The small – sprawling place they (Arun and Anurag) have christened ‘Campong’ draws on its hospitality tradition from ‘Giri camp – The slice of heaven’, which the brothers run near Solan, and renders its tune from the idlewild splendor of nature, resplendent here.
In their words, “It has taken us almost eight years to take the next step since we ventured into the woods at GIRI CAMP. The journey, as expected, has been an intoxicating one. Taking the exhilaration a one notch higher, we have settled our second camp, Campong, next to the waters of Pong Lake in Kangra. We invite you to explore the calm waters and the serene surroundings. One can easily get lost in the energetic view with Dhauladhars providing a perfect backdrop”.

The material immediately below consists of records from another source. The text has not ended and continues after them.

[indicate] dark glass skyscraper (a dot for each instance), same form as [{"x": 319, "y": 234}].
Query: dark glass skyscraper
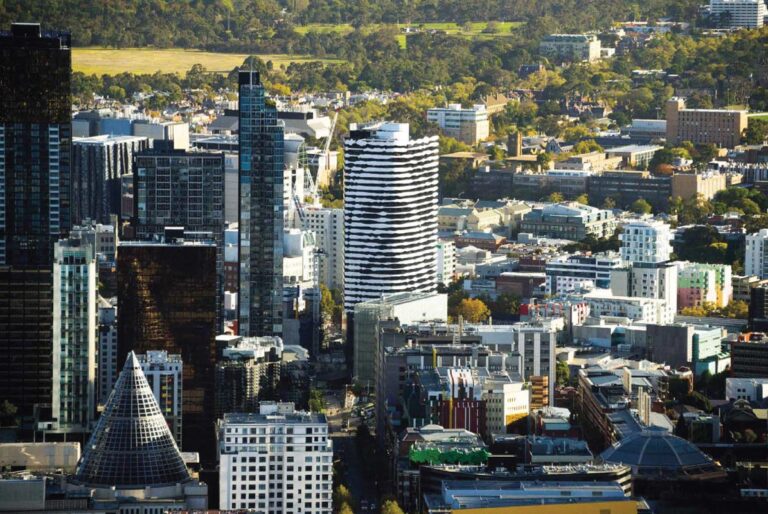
[
  {"x": 181, "y": 189},
  {"x": 35, "y": 141},
  {"x": 167, "y": 300},
  {"x": 261, "y": 211}
]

Remember, Dont plan, The important thing is to Go.
Maharana Pratap Sagar, also known as Pong Reservoir or Pong Dam Lake was created in 1975, by building the highest earthfill dam in India on the Beas River in the wetland zone of the Shiwalik Hills of the Kangra district of Himachal Pradesh. Named in the honour of Maharana Pratap, the lake is a well-known wildlife sanctuary and one of the 26 international wetland sites declared in India by the Ramsar Convention. The reservoir covers an area of around 40 km in length and 2 km in width, and the wetlands portion is 15,662 hectares (38,700 acres).

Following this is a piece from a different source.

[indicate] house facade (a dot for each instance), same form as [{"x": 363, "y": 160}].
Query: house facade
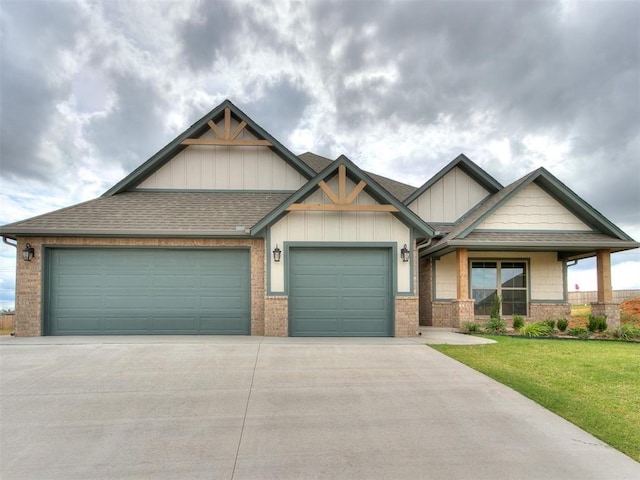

The Pong Dam is an important fishing reservoir. A wide variety of commercially viable fish, 27 species of 5 families, such as mahseer (golden ‘rare’), catla, mirror carp, singhara (native) and others are found in abundance. Before the reservoir was built, catfishes, mirror carps and a few coarse fish were the dominant fish fauna in the Beas River. With the emergence of the reservoir, commercial fishing was encouraged as an important programme not only to provide employment to about 1500 fishermen but also to promote the eco-tourism.

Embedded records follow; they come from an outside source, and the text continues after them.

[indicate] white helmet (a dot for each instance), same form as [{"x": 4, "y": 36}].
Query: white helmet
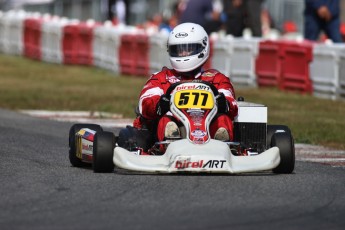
[{"x": 188, "y": 47}]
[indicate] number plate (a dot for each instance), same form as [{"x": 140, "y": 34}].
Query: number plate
[{"x": 193, "y": 98}]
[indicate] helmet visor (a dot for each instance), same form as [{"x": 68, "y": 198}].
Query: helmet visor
[{"x": 184, "y": 50}]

It was declared a Ramsar Wetland site on account of its rich waterfowl diversity for conservation and sustainable use of the wetland. The Dam attracts migratory birds from the plains of India and Central Asian countries and Siberia. More than 220 bird species of 54 families have been recorded over the years. Around 1,05,000 waterfowl of 87 species were spotted during the three-day census conducted from February 2, 2017. Ornithologists from the Bombay Natural History Society, the Chandigarh Bird Club, the Himachal Bird Club, the Asian Waterfowl Census, wildlife enthusiasts, bird watchers and volunteers participated in the dawn-to-dusk bird counting exercise.
The reservoir peripheral land area has mixed perennial and deciduous pine forests on hills. The forest growth provides enough sustenance to the migratory birds. The tree species of the forest area are acacia, jamun, shisham, mango, mulberry, ficus, kachanar, amla and prunus. A variety of shrubs, grasses and climbers also make the place their home.
The periphery above the water surface area of the reservoir has recorded fauna species such as barking deer, sambar, wild boars, leopards and oriental small-clawed otters.